Saturday 18 October 2008

Tip for scripting a workflow

If you are writing several Python scripts that make up a workflow, e.g. if one reads an intermediate output file or pickle from another, then it's a good idea to name each Python script starting with a number. For example, the first script could be 0_parse_dockings.py, and the next one 1_calculate_enrichments.py.

This is handy for a couple of reasons:
  1. When you look at these files in 6 months time, you will know in what order you should run them
  2. When you are running the files, they will autocomplete very easily at the command line (Windows or Linux), e.g. you type "python 0", then hit TAB, and the name of the file will autocomplete.
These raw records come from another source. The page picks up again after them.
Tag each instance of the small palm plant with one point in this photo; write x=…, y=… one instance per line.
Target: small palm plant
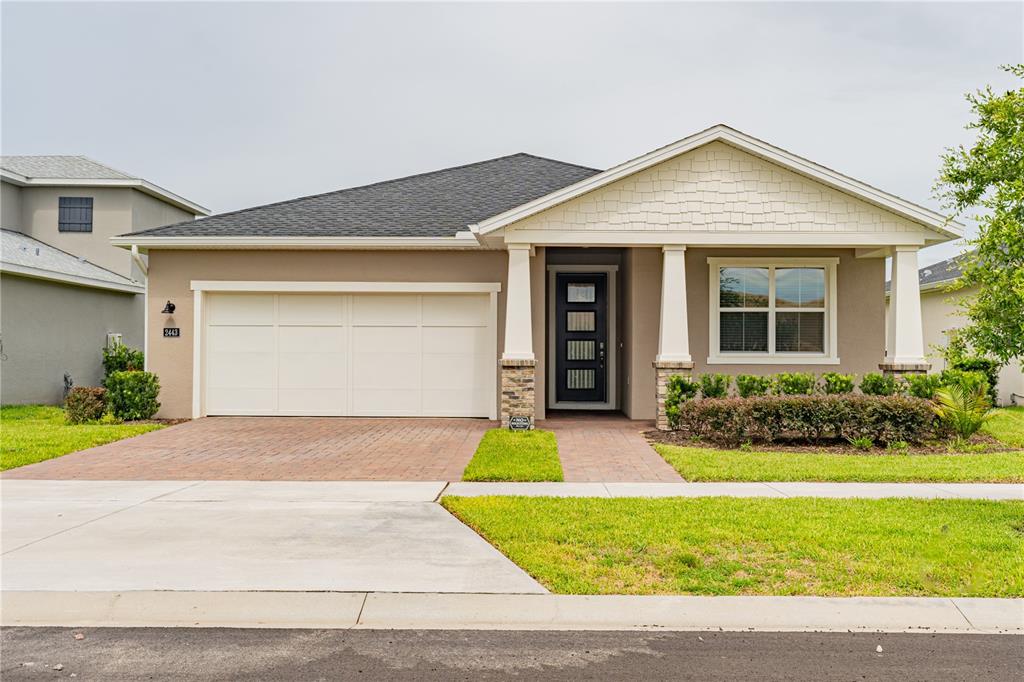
x=963, y=406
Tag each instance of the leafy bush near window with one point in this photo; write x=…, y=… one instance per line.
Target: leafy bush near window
x=879, y=384
x=680, y=389
x=795, y=383
x=85, y=403
x=120, y=357
x=923, y=385
x=132, y=395
x=749, y=385
x=964, y=405
x=715, y=385
x=835, y=383
x=813, y=419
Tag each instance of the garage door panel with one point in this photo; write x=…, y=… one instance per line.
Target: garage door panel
x=469, y=340
x=311, y=309
x=386, y=309
x=242, y=401
x=313, y=339
x=240, y=309
x=399, y=371
x=454, y=371
x=385, y=402
x=457, y=310
x=361, y=354
x=312, y=401
x=312, y=371
x=385, y=339
x=440, y=402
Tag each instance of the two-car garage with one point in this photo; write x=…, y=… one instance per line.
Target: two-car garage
x=370, y=350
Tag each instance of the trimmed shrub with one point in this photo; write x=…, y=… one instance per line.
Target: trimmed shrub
x=878, y=384
x=923, y=385
x=715, y=385
x=85, y=403
x=795, y=383
x=814, y=419
x=680, y=390
x=749, y=385
x=120, y=357
x=835, y=383
x=132, y=395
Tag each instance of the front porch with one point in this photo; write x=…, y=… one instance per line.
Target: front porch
x=602, y=328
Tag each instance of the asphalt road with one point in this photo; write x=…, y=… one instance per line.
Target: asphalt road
x=159, y=653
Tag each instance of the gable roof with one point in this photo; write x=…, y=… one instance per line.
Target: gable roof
x=82, y=171
x=20, y=254
x=440, y=203
x=722, y=133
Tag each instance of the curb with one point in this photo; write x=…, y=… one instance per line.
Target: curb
x=502, y=611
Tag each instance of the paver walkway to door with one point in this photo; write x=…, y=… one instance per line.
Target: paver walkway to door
x=279, y=449
x=606, y=448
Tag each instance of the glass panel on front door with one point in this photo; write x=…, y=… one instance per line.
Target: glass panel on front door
x=582, y=338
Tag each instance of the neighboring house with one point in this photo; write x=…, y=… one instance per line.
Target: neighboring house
x=65, y=290
x=520, y=285
x=941, y=316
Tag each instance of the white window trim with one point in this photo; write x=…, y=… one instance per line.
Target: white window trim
x=830, y=356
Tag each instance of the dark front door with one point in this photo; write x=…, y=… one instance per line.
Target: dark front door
x=581, y=337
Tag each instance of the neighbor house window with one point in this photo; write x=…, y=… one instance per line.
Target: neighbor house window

No need to think about the name of the file, (is it calcresults.py or analyseresults.py?) or have the problem of several files which start with the same letter.
Anyone else got any labour-saving tips for the busy scientist?

1 comment:

Egon Willighagen said...

So, what happens when you need to insert something between step 3 and 4? 31, 3.1, 3a maybe?

I suggest just use a wrapper script, and just indicate in your LaTeX which script you ran for that table or figure you are looking at.

And, even more importantly: use a version control system! It basically does what a sane lab note book does: keep track of everything you do, and does the sign off by your boss, which is actually now a Git/SVN service.

Adding something between step 3 and 4? Just do it, commit it. All in your favorite scripting hacking style, without X_ semantics needed.